Research group Markit said its index of private sector activity – where anything below 50 signals decline – fell from 46.7 in April to 45.9 this month.
Chris Williamson, chief economist at Markit, said it was the weakest reading for 35 months and pointed towards a 0.5 per cent slump in economic output across the eurozone in the second quarter of the year.
Manufacturing growth in the US also slowed, with the index down from 56 in April to a three-month low of 53.9 in May.
Recession in parts of Europe and the slowdown in China hurt American exports.
China’s once booming factories suffered a seventh straight month of decline.
The US and China are the world’s two biggest economies. ‘We are very much in a period of weakening global growth,’ said Peter Dixon, an economist at Commerzbank. ‘It doesn’t quite feel like 2008 yet but the danger is we could get there quicker than we think.’
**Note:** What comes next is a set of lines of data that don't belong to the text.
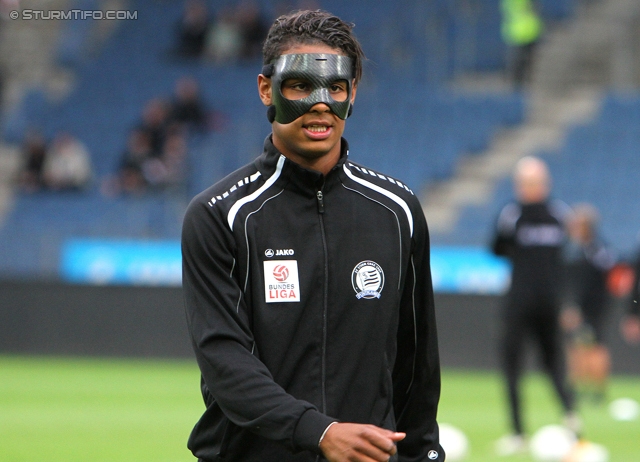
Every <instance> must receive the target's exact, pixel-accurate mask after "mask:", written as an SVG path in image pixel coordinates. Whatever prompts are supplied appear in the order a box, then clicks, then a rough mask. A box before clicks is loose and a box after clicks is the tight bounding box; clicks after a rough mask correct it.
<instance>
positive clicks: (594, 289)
mask: <svg viewBox="0 0 640 462" xmlns="http://www.w3.org/2000/svg"><path fill="white" fill-rule="evenodd" d="M597 222H598V212H597V210H596V209H595V208H594V207H593V206H592V205H590V204H580V205H577V206H576V207H574V213H573V216H572V217H571V220H570V222H569V237H570V242H569V245H568V246H567V251H566V253H565V255H566V265H567V289H568V290H567V305H566V307H565V308H564V310H563V312H562V316H561V324H562V327H563V328H564V329H565V331H567V332H568V333H569V334H570V343H569V346H568V353H569V355H568V359H569V376H570V378H571V381H572V383H573V385H574V387H575V388H576V390H577V391H579V392H581V393H583V394H584V396H585V397H587V396H588V397H591V398H593V399H594V400H595V402H602V401H603V400H604V397H605V391H606V386H607V379H608V377H609V371H610V364H611V360H610V356H609V350H608V348H607V346H606V343H605V327H606V318H607V314H608V311H609V304H610V297H609V291H608V288H607V278H608V274H609V271H610V270H611V269H612V268H613V267H614V265H615V263H616V257H615V254H614V252H613V251H612V250H611V249H610V248H609V247H608V246H606V245H605V244H604V242H603V241H602V239H601V238H600V237H599V236H598V230H597Z"/></svg>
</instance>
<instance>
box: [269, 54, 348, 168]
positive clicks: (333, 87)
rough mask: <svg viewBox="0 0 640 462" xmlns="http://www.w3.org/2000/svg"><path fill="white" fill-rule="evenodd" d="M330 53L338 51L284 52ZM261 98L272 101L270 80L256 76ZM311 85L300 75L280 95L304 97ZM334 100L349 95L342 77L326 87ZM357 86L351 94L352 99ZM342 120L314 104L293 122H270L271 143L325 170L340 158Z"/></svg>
mask: <svg viewBox="0 0 640 462" xmlns="http://www.w3.org/2000/svg"><path fill="white" fill-rule="evenodd" d="M301 53H330V54H340V50H336V49H334V48H331V47H329V46H328V45H325V44H316V45H295V46H293V47H291V48H289V49H288V50H286V51H285V52H284V53H283V54H301ZM258 86H259V90H260V97H261V99H262V101H263V103H264V104H265V105H271V104H272V97H271V95H272V93H271V92H272V91H273V89H272V88H271V79H267V78H265V77H264V76H262V75H261V76H260V77H259V78H258ZM311 91H312V87H311V84H310V83H309V82H308V81H306V80H305V79H303V78H291V79H287V80H285V81H284V82H283V84H282V95H283V96H284V97H285V98H287V99H290V100H297V99H303V98H305V97H308V96H309V95H310V94H311ZM329 91H330V94H331V97H332V98H333V99H334V100H335V101H345V100H346V99H347V98H348V85H347V82H346V81H344V80H337V81H336V82H332V84H331V85H330V86H329ZM355 95H356V88H355V87H354V88H353V90H352V94H351V102H353V101H354V100H355ZM344 128H345V121H344V120H342V119H341V118H340V117H338V116H337V115H336V114H334V113H333V112H332V111H331V109H330V108H329V106H328V105H327V104H325V103H317V104H315V105H314V106H312V107H311V109H309V111H308V112H306V113H305V114H303V115H301V116H300V117H298V118H297V119H295V120H294V121H293V122H291V123H288V124H281V123H278V122H277V121H274V122H273V124H272V130H273V144H274V145H275V147H276V148H277V149H278V150H279V151H280V152H282V153H283V154H284V155H285V156H287V157H288V158H290V159H291V160H293V161H294V162H296V163H298V164H301V165H303V166H305V167H308V168H311V169H314V170H318V171H321V172H323V173H327V172H328V171H329V170H330V169H331V168H332V167H333V165H335V163H336V162H337V161H338V159H339V157H340V139H341V137H342V134H343V133H344Z"/></svg>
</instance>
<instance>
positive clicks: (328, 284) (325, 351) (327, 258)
mask: <svg viewBox="0 0 640 462" xmlns="http://www.w3.org/2000/svg"><path fill="white" fill-rule="evenodd" d="M316 198H317V200H318V214H319V218H320V235H321V236H322V252H323V256H324V287H323V291H322V300H323V302H322V309H323V312H322V372H321V379H322V412H323V413H325V414H326V412H327V394H326V375H327V365H326V359H327V358H326V356H327V316H328V299H329V257H328V252H327V237H326V235H325V230H324V218H323V215H324V195H323V193H322V188H320V189H318V192H317V193H316Z"/></svg>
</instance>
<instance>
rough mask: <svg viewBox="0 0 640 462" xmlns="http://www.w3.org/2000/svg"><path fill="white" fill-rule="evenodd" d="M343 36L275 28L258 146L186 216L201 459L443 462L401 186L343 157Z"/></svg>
mask: <svg viewBox="0 0 640 462" xmlns="http://www.w3.org/2000/svg"><path fill="white" fill-rule="evenodd" d="M352 28H353V25H352V24H349V23H345V22H344V21H342V20H341V19H340V18H337V17H335V16H333V15H331V14H329V13H326V12H323V11H319V10H317V11H298V12H295V13H291V14H290V15H285V16H281V17H279V18H278V19H276V21H275V22H274V24H273V25H272V27H271V29H270V30H269V33H268V35H267V39H266V41H265V44H264V49H263V50H264V51H263V53H264V58H263V64H264V66H263V69H262V73H261V74H260V75H258V92H259V96H260V99H261V101H262V103H263V104H264V105H265V106H267V107H268V109H267V117H268V120H269V123H270V124H271V126H270V128H271V134H270V135H269V136H268V137H267V138H266V139H265V141H264V148H263V152H262V154H261V155H260V156H259V157H258V158H257V159H255V161H254V162H251V163H249V164H247V165H245V166H244V167H242V168H241V169H239V170H238V171H236V172H234V173H232V174H230V175H229V176H228V177H227V178H225V179H223V180H221V181H219V182H218V183H216V184H215V185H213V186H211V187H210V188H208V189H207V190H205V191H203V192H202V193H200V194H198V195H197V196H196V197H195V198H194V199H193V200H192V201H191V203H190V205H189V207H188V209H187V212H186V214H185V218H184V224H183V230H182V258H183V260H182V261H183V288H184V297H185V310H186V315H187V320H188V326H189V331H190V334H191V339H192V344H193V347H194V352H195V354H196V358H197V361H198V364H199V366H200V370H201V374H202V380H201V391H202V395H203V398H204V400H205V403H206V410H205V411H204V413H203V415H202V417H201V418H200V420H199V421H198V423H197V424H196V426H195V427H194V429H193V431H192V433H191V436H190V438H189V443H188V446H189V448H190V449H191V451H192V452H193V454H194V455H195V456H196V457H198V458H199V460H200V461H202V462H205V461H206V462H217V461H222V460H229V461H249V460H251V461H265V462H271V461H278V462H286V461H297V462H303V461H310V462H312V461H318V460H328V461H331V462H347V461H351V462H357V461H361V462H364V461H379V462H386V461H394V462H395V461H398V462H409V461H418V460H419V461H426V460H430V461H433V462H443V461H444V451H443V450H442V448H441V446H440V444H439V430H438V424H437V421H436V414H437V408H438V402H439V397H440V361H439V353H438V345H437V335H436V322H435V308H434V301H433V289H432V285H431V273H430V267H429V236H428V229H427V224H426V220H425V219H424V214H423V212H422V207H421V206H420V203H419V201H418V200H417V198H416V196H415V195H414V194H413V193H412V192H411V191H410V190H408V188H407V187H405V186H404V185H403V184H402V183H400V182H399V181H396V180H394V179H391V178H389V177H386V176H384V175H382V174H375V173H373V172H372V171H370V170H368V169H365V168H364V167H361V166H360V165H357V164H356V163H354V162H352V161H350V160H349V158H350V157H349V147H348V144H347V141H346V140H345V139H344V138H343V137H342V135H343V133H344V129H345V124H346V119H347V117H348V116H349V114H350V113H351V107H352V105H353V103H354V101H355V98H356V90H357V85H358V82H359V81H360V77H361V73H362V60H363V59H364V53H363V52H362V49H361V47H360V44H359V43H358V41H357V39H356V38H355V36H354V35H353V32H352ZM239 91H240V90H239Z"/></svg>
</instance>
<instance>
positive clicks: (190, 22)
mask: <svg viewBox="0 0 640 462" xmlns="http://www.w3.org/2000/svg"><path fill="white" fill-rule="evenodd" d="M208 30H209V12H208V9H207V4H206V3H205V2H204V1H202V0H187V1H186V2H185V5H184V12H183V15H182V18H181V20H180V23H179V25H178V54H179V55H180V56H182V57H186V58H199V57H201V56H202V54H203V52H204V49H205V45H206V41H207V32H208Z"/></svg>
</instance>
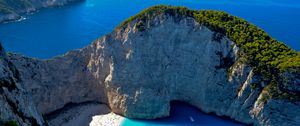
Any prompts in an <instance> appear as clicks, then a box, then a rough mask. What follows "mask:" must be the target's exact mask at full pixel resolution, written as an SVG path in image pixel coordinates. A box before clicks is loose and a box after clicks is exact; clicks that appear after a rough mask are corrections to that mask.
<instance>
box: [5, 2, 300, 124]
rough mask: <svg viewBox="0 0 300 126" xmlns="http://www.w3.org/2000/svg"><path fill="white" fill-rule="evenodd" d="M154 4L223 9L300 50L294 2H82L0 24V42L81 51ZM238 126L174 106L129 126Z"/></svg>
mask: <svg viewBox="0 0 300 126" xmlns="http://www.w3.org/2000/svg"><path fill="white" fill-rule="evenodd" d="M158 4H167V5H178V6H186V7H189V8H192V9H210V10H222V11H225V12H228V13H230V14H232V15H235V16H238V17H241V18H244V19H246V20H248V21H249V22H251V23H253V24H255V25H257V26H258V27H260V28H262V29H264V30H265V31H266V32H267V33H269V34H270V35H271V36H272V37H274V38H276V39H278V40H279V41H282V42H284V43H285V44H287V45H288V46H289V47H291V48H293V49H295V50H297V51H300V1H299V0H235V1H234V0H230V1H229V0H87V1H86V2H79V3H74V4H71V5H68V6H65V7H57V8H49V9H43V10H41V11H39V12H37V13H34V14H31V15H27V16H25V18H26V20H23V21H19V22H11V23H5V24H0V41H1V42H2V43H3V45H4V47H5V49H6V50H7V51H9V52H16V53H21V54H24V55H26V56H30V57H35V58H41V59H47V58H51V57H54V56H57V55H62V54H64V53H66V52H67V51H69V50H72V49H78V48H82V47H84V46H86V45H88V44H89V43H91V42H92V41H93V40H95V39H96V38H98V37H101V36H102V35H104V34H107V33H109V32H111V31H112V30H113V29H114V28H115V27H116V26H117V25H118V24H120V23H121V22H122V21H124V20H125V19H126V18H128V17H130V16H133V15H135V14H137V13H138V12H140V11H141V10H143V9H145V8H147V7H150V6H153V5H158ZM189 116H192V117H193V118H194V119H195V122H194V123H192V124H195V125H239V124H236V123H234V122H231V121H228V120H223V119H220V118H217V117H215V116H211V115H206V114H203V113H201V112H199V111H198V110H196V109H195V108H193V107H190V106H187V105H183V104H175V105H173V107H172V111H171V117H170V118H166V119H161V120H155V121H144V120H130V119H127V120H125V122H124V125H126V126H132V125H166V124H168V125H173V124H182V125H190V124H191V122H190V121H189Z"/></svg>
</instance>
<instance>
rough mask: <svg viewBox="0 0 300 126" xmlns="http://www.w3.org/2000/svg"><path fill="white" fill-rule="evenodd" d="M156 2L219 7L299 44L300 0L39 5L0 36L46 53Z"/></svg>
mask: <svg viewBox="0 0 300 126" xmlns="http://www.w3.org/2000/svg"><path fill="white" fill-rule="evenodd" d="M157 4H167V5H178V6H187V7H189V8H193V9H213V10H223V11H226V12H228V13H230V14H233V15H236V16H239V17H242V18H244V19H246V20H248V21H250V22H251V23H254V24H255V25H257V26H259V27H261V28H263V29H264V30H265V31H267V32H268V33H269V34H270V35H271V36H272V37H274V38H276V39H278V40H280V41H283V42H284V43H286V44H287V45H289V46H290V47H292V48H294V49H296V50H298V51H299V50H300V35H299V31H300V30H299V29H300V23H299V22H300V13H299V12H300V1H297V0H264V1H262V0H240V1H228V0H213V1H212V0H201V1H198V0H135V1H132V0H87V1H86V2H80V3H76V4H72V5H70V6H66V7H61V8H55V9H43V10H41V11H40V12H38V13H35V14H33V15H29V16H26V18H27V19H26V20H24V21H21V22H14V23H8V24H2V25H0V41H2V42H3V44H4V46H5V48H6V49H7V50H8V51H11V52H18V53H22V54H24V55H27V56H31V57H37V58H44V59H45V58H50V57H53V56H56V55H61V54H64V53H65V52H67V51H69V50H71V49H77V48H82V47H84V46H86V45H88V44H89V43H90V42H92V41H93V40H95V39H96V38H98V37H100V36H102V35H104V34H107V33H109V32H111V31H112V30H113V29H114V28H115V27H116V26H117V25H118V24H120V23H121V22H122V21H124V20H125V19H126V18H128V17H130V16H132V15H135V14H137V13H138V12H140V11H141V10H143V9H145V8H147V7H150V6H153V5H157Z"/></svg>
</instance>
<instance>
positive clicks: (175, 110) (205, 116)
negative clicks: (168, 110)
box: [122, 102, 243, 126]
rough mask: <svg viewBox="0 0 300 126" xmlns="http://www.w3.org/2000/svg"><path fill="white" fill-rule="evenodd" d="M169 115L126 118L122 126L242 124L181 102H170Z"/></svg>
mask: <svg viewBox="0 0 300 126" xmlns="http://www.w3.org/2000/svg"><path fill="white" fill-rule="evenodd" d="M170 115H171V116H170V117H168V118H163V119H157V120H136V119H126V120H125V121H124V122H123V124H122V126H193V125H194V126H208V125H209V126H243V124H240V123H237V122H234V121H231V120H228V119H224V118H220V117H217V116H214V115H213V114H210V115H209V114H205V113H203V112H201V111H200V110H198V109H197V108H195V107H193V106H191V105H188V104H186V103H183V102H172V103H171V113H170ZM191 118H192V119H193V122H192V121H191Z"/></svg>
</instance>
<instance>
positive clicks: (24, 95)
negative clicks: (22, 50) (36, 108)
mask: <svg viewBox="0 0 300 126" xmlns="http://www.w3.org/2000/svg"><path fill="white" fill-rule="evenodd" d="M19 76H20V75H19V72H18V70H17V69H16V68H15V66H14V65H13V64H12V63H11V62H10V61H8V59H7V57H6V54H5V51H4V50H3V48H2V46H1V44H0V106H1V108H0V125H1V126H2V125H4V124H5V123H7V122H9V121H14V122H15V123H17V124H19V125H22V126H30V125H44V119H43V118H42V116H41V114H40V112H38V111H37V109H36V107H35V105H34V104H33V102H32V98H31V96H30V95H29V94H28V92H26V90H24V88H23V86H22V85H20V83H21V82H20V81H21V80H20V78H19Z"/></svg>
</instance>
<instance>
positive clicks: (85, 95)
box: [8, 6, 300, 125]
mask: <svg viewBox="0 0 300 126" xmlns="http://www.w3.org/2000/svg"><path fill="white" fill-rule="evenodd" d="M8 59H9V61H11V62H12V63H13V64H14V65H15V67H16V69H17V70H18V71H19V73H20V80H22V82H20V83H21V85H22V86H23V87H24V89H25V90H26V91H27V92H28V93H30V94H31V95H32V99H33V102H34V104H35V105H36V107H37V109H38V111H39V112H41V113H42V114H48V113H51V112H53V111H56V110H58V109H61V108H63V107H64V106H65V105H66V104H68V103H81V102H87V101H94V102H95V101H96V102H100V103H105V104H107V105H109V106H110V108H111V110H112V111H113V112H115V113H117V114H120V115H123V116H126V117H128V118H143V119H155V118H161V117H166V116H168V115H169V110H170V102H171V101H183V102H186V103H189V104H191V105H193V106H195V107H197V108H199V109H201V110H202V111H204V112H207V113H215V114H217V115H219V116H227V117H230V118H232V119H234V120H237V121H239V122H242V123H245V124H254V125H299V124H300V116H299V114H298V113H299V112H300V107H299V105H300V102H299V101H300V98H299V96H300V95H299V93H300V92H299V91H300V90H299V84H300V78H299V77H300V76H299V75H300V69H299V68H300V62H299V61H300V54H299V52H296V51H294V50H292V49H290V48H288V47H287V46H286V45H284V44H283V43H281V42H278V41H277V40H274V39H272V38H271V37H270V36H269V35H267V34H266V33H265V32H264V31H263V30H261V29H259V28H257V27H255V26H254V25H253V24H250V23H248V22H246V21H245V20H242V19H240V18H238V17H234V16H231V15H229V14H227V13H225V12H220V11H204V10H203V11H196V10H190V9H187V8H183V7H170V6H155V7H151V8H149V9H147V10H145V11H143V12H141V13H140V14H138V15H136V16H134V17H131V18H129V19H128V20H126V21H125V22H123V23H122V24H121V25H120V26H118V27H117V28H116V29H115V30H114V31H113V32H112V33H110V34H108V35H105V36H103V37H101V38H99V39H97V40H96V41H94V42H93V43H91V44H90V45H88V46H87V47H85V48H83V49H79V50H74V51H70V52H68V53H67V54H65V55H63V56H58V57H56V58H53V59H50V60H39V59H33V58H28V57H24V56H21V55H17V54H10V55H8Z"/></svg>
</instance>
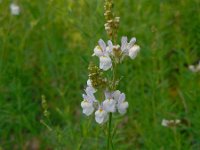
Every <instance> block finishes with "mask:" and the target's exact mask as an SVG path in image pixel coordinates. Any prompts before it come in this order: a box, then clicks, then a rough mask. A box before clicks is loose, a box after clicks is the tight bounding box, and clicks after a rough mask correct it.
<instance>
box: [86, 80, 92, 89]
mask: <svg viewBox="0 0 200 150" xmlns="http://www.w3.org/2000/svg"><path fill="white" fill-rule="evenodd" d="M87 86H89V87H92V81H91V80H90V79H88V80H87Z"/></svg>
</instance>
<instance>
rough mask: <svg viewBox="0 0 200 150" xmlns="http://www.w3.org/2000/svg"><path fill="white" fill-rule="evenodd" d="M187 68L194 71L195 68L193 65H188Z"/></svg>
mask: <svg viewBox="0 0 200 150" xmlns="http://www.w3.org/2000/svg"><path fill="white" fill-rule="evenodd" d="M188 68H189V70H190V71H192V72H196V68H195V66H194V65H189V67H188Z"/></svg>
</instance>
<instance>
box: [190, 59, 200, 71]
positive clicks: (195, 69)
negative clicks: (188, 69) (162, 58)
mask: <svg viewBox="0 0 200 150" xmlns="http://www.w3.org/2000/svg"><path fill="white" fill-rule="evenodd" d="M188 69H189V70H190V71H192V72H194V73H197V72H200V61H199V63H198V64H197V65H196V66H194V65H189V67H188Z"/></svg>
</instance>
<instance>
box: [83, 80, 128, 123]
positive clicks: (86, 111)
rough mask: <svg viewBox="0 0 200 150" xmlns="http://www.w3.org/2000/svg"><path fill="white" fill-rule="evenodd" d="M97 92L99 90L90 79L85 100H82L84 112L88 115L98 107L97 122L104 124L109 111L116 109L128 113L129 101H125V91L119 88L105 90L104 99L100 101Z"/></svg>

The problem, as I see it, is that right now most every nation's economy is limping along. If everything else goes right, things will hang on, or perhaps even improve, given time. However, a black swan event, such as one or two major volcanic eruptions (we don't need a super-volcano, just something that will pump enough dust and SO
2 into the atmosphere to lower temperatures a degree or two), a Middle-Eastern war, a sudden spread of wheat rust or some other similar event that would suddenly drive up food and/or fuel prices, and things would begin to tip over the edge in many areas.